Here’s what actual engineering looks like, Garry: it’s saying “no” to features that don’t need to exist. It’s deleting code instead of adding more. It’s writing tests that matter. It’s caring about the poor bastard who has to debug this at 2 AM on a Tuesday. It’s understanding that the best code is often the code you never write. But that doesn’t trend on Twitter, does it? “I deleted 200 lines today and made the system simpler” doesn’t get you 50,000 likes. “I SHIPPED 37K LINES OF CODE AND I’M BASICALLY GOD” does. And that’s the tragedy here — we’ve elevated volume to a virtue and called it productivity. We’ve confused motion with progress. We’ve rewarded the loudest shouter in the room and called them a visionary.

The cruelest irony of all? Y Combinator used to stand for something. It used to be the place where actual engineers built actual companies and shipping meant something real. Now it’s led by a guy who thinks he’s discovered the cheat code to software development by essentially hiring an infinite monkey army and pointing them at a keyboard. And the worst part? He’s probably going to get away with it. He’s going to get more funding, more podcast appearances, more think-pieces about how AI is “democratizing” development. Meanwhile, his codebases will quietly rot in production, maintained by people who are too polite to say “this is garbage” out loud.

But I’ll say it. This is garbage. Thirty-seven thousand lines per day of the most bloated, inefficient, over-engineered slop the world has ever seen, and it’s being celebrated as genius. Congratulations, Garry. You’ve successfully marketed diarrhea as a feature. You’ve convinced an entire generation of founders that quantity is the only metric that matters.
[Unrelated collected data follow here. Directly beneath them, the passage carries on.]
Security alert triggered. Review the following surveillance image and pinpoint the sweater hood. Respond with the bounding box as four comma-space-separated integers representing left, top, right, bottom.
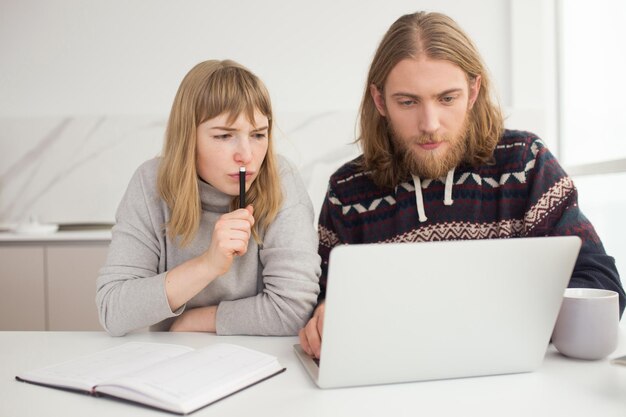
411, 168, 454, 223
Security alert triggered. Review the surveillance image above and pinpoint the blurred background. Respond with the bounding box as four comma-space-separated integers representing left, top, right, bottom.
0, 0, 626, 271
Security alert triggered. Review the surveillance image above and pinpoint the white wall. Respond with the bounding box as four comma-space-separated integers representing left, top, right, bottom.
0, 0, 552, 223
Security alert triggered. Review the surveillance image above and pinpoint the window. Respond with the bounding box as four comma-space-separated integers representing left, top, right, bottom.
556, 0, 626, 276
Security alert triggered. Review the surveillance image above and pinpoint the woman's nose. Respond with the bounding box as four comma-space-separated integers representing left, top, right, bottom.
235, 138, 252, 165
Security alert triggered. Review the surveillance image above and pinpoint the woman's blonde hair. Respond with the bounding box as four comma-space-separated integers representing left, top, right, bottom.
357, 12, 504, 188
157, 60, 282, 246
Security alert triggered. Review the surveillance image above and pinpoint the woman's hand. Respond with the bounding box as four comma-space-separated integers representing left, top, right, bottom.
165, 205, 254, 311
201, 205, 254, 276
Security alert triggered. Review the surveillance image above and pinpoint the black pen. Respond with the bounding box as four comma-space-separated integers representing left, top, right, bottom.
239, 167, 246, 208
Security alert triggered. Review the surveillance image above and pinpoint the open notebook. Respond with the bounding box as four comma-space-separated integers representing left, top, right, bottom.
294, 236, 581, 388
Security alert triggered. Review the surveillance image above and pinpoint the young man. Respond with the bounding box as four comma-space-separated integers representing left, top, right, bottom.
300, 12, 625, 357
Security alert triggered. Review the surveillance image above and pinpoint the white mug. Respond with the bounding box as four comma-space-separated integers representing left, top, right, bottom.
552, 288, 619, 360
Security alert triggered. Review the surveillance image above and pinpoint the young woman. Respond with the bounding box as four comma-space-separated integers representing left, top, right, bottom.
96, 61, 320, 336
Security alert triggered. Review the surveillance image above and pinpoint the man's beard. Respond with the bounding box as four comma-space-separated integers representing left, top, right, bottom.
389, 117, 469, 179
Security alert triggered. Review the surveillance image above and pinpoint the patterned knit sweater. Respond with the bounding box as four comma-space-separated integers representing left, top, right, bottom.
318, 130, 625, 315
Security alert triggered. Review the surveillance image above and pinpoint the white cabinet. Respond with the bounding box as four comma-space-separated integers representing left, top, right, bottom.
0, 246, 46, 330
0, 241, 109, 331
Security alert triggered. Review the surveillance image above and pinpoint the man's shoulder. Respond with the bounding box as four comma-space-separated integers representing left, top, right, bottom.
494, 129, 545, 164
330, 155, 371, 188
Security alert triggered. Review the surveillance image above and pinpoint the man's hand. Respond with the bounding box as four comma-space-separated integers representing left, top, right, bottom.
298, 301, 324, 359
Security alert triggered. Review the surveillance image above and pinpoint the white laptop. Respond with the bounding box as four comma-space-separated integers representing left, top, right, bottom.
294, 236, 581, 388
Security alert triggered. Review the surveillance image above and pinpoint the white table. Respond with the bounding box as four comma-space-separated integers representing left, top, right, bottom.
0, 324, 626, 417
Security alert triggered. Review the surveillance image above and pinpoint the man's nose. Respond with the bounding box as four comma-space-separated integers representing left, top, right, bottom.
418, 103, 440, 134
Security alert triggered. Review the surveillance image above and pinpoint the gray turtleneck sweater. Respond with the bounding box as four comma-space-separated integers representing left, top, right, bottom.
96, 158, 320, 336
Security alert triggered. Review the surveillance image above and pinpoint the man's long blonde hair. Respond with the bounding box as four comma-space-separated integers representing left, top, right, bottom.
158, 60, 282, 246
357, 12, 504, 188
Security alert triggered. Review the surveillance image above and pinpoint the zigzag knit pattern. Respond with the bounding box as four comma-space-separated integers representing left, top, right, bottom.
318, 130, 603, 298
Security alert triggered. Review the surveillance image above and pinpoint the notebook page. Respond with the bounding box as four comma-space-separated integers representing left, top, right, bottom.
20, 342, 193, 390
98, 343, 282, 404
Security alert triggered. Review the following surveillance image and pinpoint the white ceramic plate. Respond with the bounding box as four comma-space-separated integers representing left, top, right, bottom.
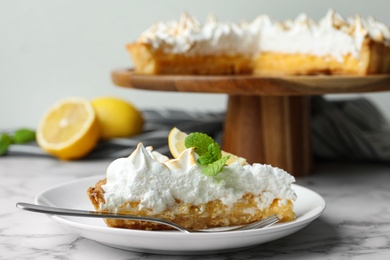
35, 176, 325, 255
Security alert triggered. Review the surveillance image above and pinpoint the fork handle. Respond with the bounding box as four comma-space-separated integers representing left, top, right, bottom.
16, 202, 189, 233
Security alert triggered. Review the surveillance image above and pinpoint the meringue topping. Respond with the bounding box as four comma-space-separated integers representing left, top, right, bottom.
138, 9, 390, 61
100, 143, 296, 214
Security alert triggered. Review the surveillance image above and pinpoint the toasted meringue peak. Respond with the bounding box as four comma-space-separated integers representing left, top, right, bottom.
138, 9, 390, 61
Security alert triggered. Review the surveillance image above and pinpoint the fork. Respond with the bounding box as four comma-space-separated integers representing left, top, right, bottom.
16, 202, 279, 233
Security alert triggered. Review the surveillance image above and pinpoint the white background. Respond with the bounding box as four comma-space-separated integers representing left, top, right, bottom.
0, 0, 390, 129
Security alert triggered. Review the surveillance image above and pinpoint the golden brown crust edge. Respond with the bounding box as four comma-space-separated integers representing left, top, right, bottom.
87, 179, 295, 230
126, 39, 390, 76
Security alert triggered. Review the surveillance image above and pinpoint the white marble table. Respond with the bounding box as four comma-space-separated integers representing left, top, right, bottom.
0, 156, 390, 260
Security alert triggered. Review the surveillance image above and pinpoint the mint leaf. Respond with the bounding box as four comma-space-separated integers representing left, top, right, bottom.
184, 133, 230, 176
184, 133, 215, 156
0, 133, 11, 156
202, 156, 230, 176
13, 128, 35, 144
198, 142, 222, 165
You’ve made “move fast and break things” look like a goddamn manifesto for responsible engineering.

If you ever meet this man, buy him a copy of “The Pragmatic Programmer” and a gift card to a mental health professional. He’s going to need both.

Now if you’ll excuse me, I’m going to go write approximately 200 lines of code that actually work, with tests, and I’ll feel like a goddamn artisan in comparison. And that’s the most depressing part of all — being a mediocre, thoughtful developer feels like a downgrade now. What a time to be alive.